Usually, the last thing on people's mind is business. But if you're looking to develop customer relationships, you may want to take notice next time you grab a seat at the bar.  Why? Because a bartender can tell you an awful lot about how to make customers happy - or extremely frustrated - within seconds.

From the local pub to the trendy speakeasy, all bartenders aren't made equal. It isn't the apron, unique mustache, sleeve tattoos, or large trove of bitters that make you special. Great bartenders fundamentally understand something that the others don't: It's important to mix a good drink, but relationships are the heart of the business.

To learn more about building these relationships, I spent some time with expert bartender Ben Hanten, owner of Ben's and The Copper Room, in Yankton, South Dakota. Here's his top-three list of how great bartenders build customer relationships to drive sales - and how you can too.

1. Acknowledge customers right away, especially when you're busy

Great bartenders do something extremely well that many marketers take for granted. They acknowledge their customers right away.

Think about walking up to crowded bar to order a drink. When you get there, the bartender is likely busy serving other customers.  To make matters worse, maybe they ignore you or fail to make eye contact. You start to feel a little anxious and frustrated, wondering if/when you'll be served. 

"People ultimately want to be acknowledged and recognized," said Hanten. "A good bartender knows that people immediately are at ease if they're just greeted. If you're too busy to wait on them, simply smiling, nodding, or saying, 'Hello, I'll be with you in just a few minutes,' can change the whole future relationship and transaction."

By acknowledging their patrons, great bartenders can allay any concerns customers may have. They know they'll be taken care of.

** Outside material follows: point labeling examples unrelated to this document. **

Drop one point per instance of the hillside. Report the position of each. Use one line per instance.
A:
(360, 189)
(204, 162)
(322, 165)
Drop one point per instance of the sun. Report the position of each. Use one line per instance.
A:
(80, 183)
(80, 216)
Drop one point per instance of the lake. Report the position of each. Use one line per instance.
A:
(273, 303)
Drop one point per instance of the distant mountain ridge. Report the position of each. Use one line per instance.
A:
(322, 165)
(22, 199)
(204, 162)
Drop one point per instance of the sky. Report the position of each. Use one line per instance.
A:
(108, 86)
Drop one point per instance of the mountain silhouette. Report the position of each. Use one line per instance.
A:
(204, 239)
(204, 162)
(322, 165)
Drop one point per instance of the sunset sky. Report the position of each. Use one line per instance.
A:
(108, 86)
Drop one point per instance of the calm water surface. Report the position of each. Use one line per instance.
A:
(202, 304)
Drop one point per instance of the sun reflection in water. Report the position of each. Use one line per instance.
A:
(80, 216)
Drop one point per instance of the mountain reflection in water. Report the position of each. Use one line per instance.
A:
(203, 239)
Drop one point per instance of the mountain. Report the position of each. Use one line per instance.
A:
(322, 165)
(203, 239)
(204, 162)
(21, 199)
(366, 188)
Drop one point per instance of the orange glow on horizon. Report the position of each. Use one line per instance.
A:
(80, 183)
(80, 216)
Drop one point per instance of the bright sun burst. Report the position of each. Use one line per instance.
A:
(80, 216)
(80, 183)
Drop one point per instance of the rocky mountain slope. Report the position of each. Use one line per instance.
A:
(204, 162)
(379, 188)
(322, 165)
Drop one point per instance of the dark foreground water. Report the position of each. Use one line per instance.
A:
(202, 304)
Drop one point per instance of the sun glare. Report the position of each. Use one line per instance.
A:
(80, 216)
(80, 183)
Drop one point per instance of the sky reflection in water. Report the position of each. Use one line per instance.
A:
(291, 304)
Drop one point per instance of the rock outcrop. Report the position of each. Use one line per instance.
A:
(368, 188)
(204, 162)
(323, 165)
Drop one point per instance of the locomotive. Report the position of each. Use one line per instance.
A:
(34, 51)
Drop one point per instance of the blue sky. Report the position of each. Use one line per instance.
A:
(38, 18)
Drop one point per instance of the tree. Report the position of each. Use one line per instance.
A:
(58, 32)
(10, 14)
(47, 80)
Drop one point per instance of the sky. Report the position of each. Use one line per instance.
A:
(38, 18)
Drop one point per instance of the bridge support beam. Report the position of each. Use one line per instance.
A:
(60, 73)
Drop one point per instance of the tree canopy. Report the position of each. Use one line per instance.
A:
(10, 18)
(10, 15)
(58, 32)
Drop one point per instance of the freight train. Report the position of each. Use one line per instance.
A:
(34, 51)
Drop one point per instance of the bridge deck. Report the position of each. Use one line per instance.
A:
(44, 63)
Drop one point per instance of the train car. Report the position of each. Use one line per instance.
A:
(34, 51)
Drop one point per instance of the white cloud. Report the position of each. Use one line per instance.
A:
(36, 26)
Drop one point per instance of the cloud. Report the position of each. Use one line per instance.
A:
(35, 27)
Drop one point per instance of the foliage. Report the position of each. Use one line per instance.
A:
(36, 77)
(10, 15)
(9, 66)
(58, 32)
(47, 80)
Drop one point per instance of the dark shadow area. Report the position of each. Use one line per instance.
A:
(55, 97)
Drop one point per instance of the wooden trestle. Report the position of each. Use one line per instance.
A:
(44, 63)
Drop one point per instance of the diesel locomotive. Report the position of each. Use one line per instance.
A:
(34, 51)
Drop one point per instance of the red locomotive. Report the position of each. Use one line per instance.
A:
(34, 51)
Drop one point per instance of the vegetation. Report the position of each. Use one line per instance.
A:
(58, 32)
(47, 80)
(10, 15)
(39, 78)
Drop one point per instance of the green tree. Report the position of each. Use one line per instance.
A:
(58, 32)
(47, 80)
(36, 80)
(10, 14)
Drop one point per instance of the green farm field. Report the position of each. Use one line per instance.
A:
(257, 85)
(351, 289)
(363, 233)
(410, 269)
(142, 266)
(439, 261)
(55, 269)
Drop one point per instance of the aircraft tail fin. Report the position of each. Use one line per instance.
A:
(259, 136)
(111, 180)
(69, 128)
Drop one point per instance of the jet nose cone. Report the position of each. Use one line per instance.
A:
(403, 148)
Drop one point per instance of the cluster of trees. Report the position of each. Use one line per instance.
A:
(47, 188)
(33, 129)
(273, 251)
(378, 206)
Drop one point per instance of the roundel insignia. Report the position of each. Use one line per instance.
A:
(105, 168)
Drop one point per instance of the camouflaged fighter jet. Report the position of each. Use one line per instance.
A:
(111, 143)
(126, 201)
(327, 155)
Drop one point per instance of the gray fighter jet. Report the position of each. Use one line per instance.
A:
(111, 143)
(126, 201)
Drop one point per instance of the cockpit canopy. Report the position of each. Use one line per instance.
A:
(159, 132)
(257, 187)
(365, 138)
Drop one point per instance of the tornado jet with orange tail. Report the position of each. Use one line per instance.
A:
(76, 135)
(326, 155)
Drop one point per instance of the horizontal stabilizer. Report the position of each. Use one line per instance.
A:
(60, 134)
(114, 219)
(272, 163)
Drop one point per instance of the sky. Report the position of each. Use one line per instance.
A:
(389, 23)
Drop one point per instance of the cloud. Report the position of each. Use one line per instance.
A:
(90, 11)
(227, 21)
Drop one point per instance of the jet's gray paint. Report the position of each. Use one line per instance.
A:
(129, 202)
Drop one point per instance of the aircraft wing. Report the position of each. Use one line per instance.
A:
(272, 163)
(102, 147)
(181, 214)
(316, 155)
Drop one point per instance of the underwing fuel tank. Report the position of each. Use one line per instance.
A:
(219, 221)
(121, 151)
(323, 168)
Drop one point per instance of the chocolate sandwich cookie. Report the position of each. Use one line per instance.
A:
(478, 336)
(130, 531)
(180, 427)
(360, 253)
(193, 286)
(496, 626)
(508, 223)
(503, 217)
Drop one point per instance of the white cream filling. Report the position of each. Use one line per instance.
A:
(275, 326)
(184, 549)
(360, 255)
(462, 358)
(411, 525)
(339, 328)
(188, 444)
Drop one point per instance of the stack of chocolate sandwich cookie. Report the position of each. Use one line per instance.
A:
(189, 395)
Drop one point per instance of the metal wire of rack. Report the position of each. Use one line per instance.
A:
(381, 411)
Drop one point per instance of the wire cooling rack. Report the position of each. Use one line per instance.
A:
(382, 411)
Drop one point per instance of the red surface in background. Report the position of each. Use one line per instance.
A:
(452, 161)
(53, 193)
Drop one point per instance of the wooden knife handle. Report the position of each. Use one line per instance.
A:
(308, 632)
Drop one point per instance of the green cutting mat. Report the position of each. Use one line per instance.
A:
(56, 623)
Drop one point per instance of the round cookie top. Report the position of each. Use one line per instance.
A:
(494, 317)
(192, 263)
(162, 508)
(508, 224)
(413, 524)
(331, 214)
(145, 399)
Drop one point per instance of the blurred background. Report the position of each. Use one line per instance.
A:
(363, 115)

They'd rather wait five minutes to get served after being acknowledged than potentially be ignored at another bar.

2. Anticipate your customers' needs

Great bartenders anticipate.  Bad ones make assumptions. This could be as simple as refilling a customer's water glass before it's empty or asking if they'd like another beverage.

"That inner voice of a customer can be troublesome," Hanten said.  "When a [customer's] glass is empty, they start thinking about where else they should be, what they have to do tomorrow, etc. If, however, we can stay just ahead of the glass going empty, we prevent all that anxiety. And it shows the customers that they're still being acknowledged and cared for."

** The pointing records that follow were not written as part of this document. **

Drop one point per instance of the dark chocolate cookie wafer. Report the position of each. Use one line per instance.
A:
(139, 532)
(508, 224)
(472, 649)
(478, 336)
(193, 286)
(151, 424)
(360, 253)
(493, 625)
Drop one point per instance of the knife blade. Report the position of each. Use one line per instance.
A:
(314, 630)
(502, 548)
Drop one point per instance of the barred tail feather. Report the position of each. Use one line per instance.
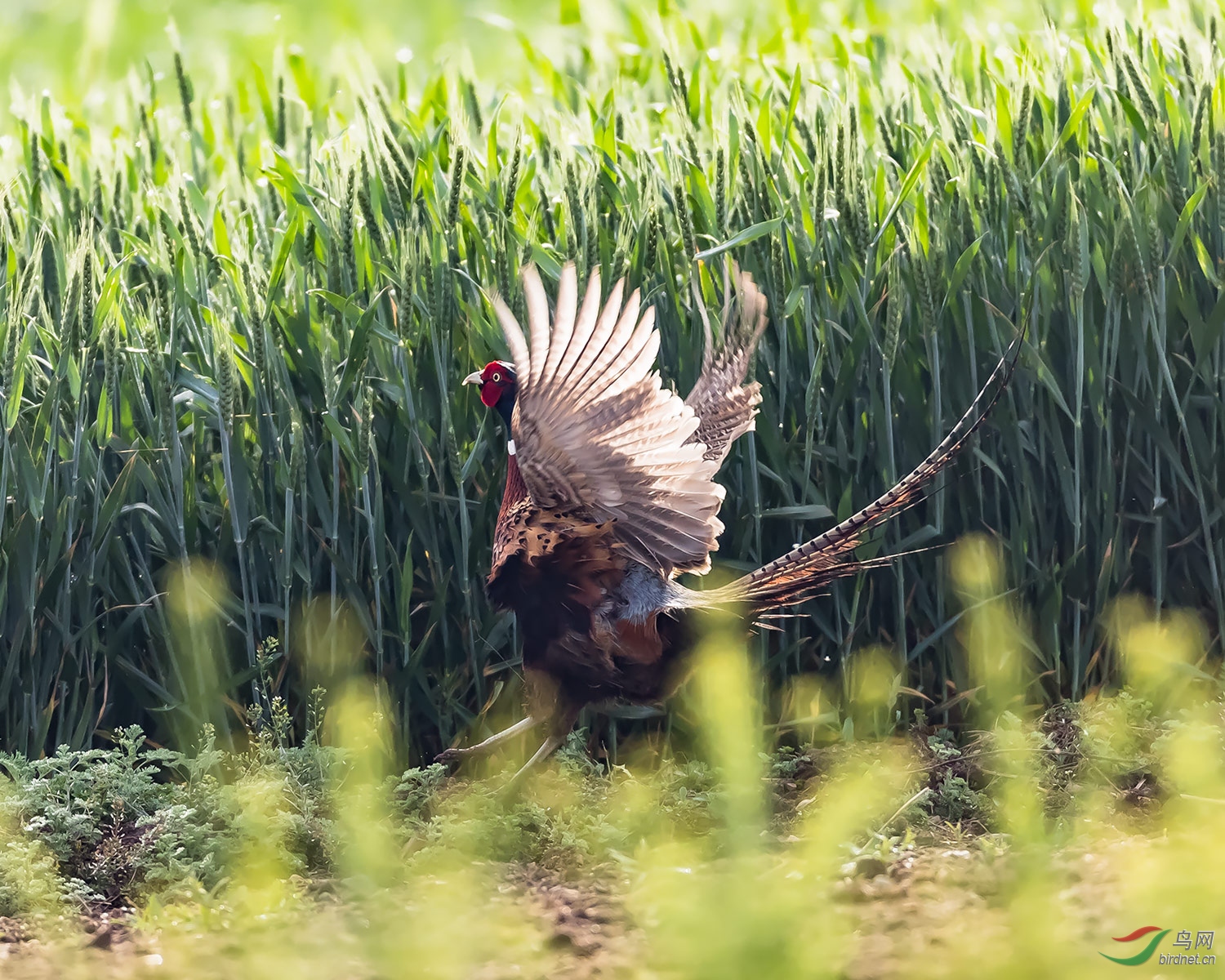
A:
(805, 570)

"A bartender shouldn't ask, 'How are you guys doing?,'" Hanten said, "when the question really is, 'Do you want another whiskey?'"

When you ask customers how they're doing, they'll almost always say 'good' or 'fine.' Inexperienced bartenders will read this as not wanting another drink. Experienced bartenders know that calling a customer by name and asking if they'd like a refill on their specific drink can produce very different results.

If a customer has to ask a bartender for another drink, the bartender has failed. But anticipating the needs of your customers requires strong relationship management. That means checking in regularly and asking the right questions with actionable language.

3. Don't rush your customers

At restaurants, servers are taught to turn over their tables as quickly as possible.

A table during lunch and dinner rushes is vital real estate. That's why servers are trained to ask, "How is everyone doing? Can I get you anything else?" Those are subtle nudges that say, "If you don't want anything else, I'll get your check so you can leave."

Great bartenders take a different tack.

"Bartenders should never take the approach that a restaurant server does," said Hanten. "In bars, people follow crowds, and keeping people in the seats is a good thing."

Sure, people come in for drinks - but they stay for the community, sometimes for hours on end

"Good bartenders also realize that a good bar is a sacred third place," Hanten said.  "It's not home, and it's not work. When a customer is nudged to move along, they lose their feeling of sanctuary. Also many of the most important customers in a bar might not be the biggest spenders, but they're great connectors."

Adds Hanten: "It's all about long-term customer value."

In other words, it's about building the kind of loyalty that brings customers back - over the course of months, years, and even a lifetime.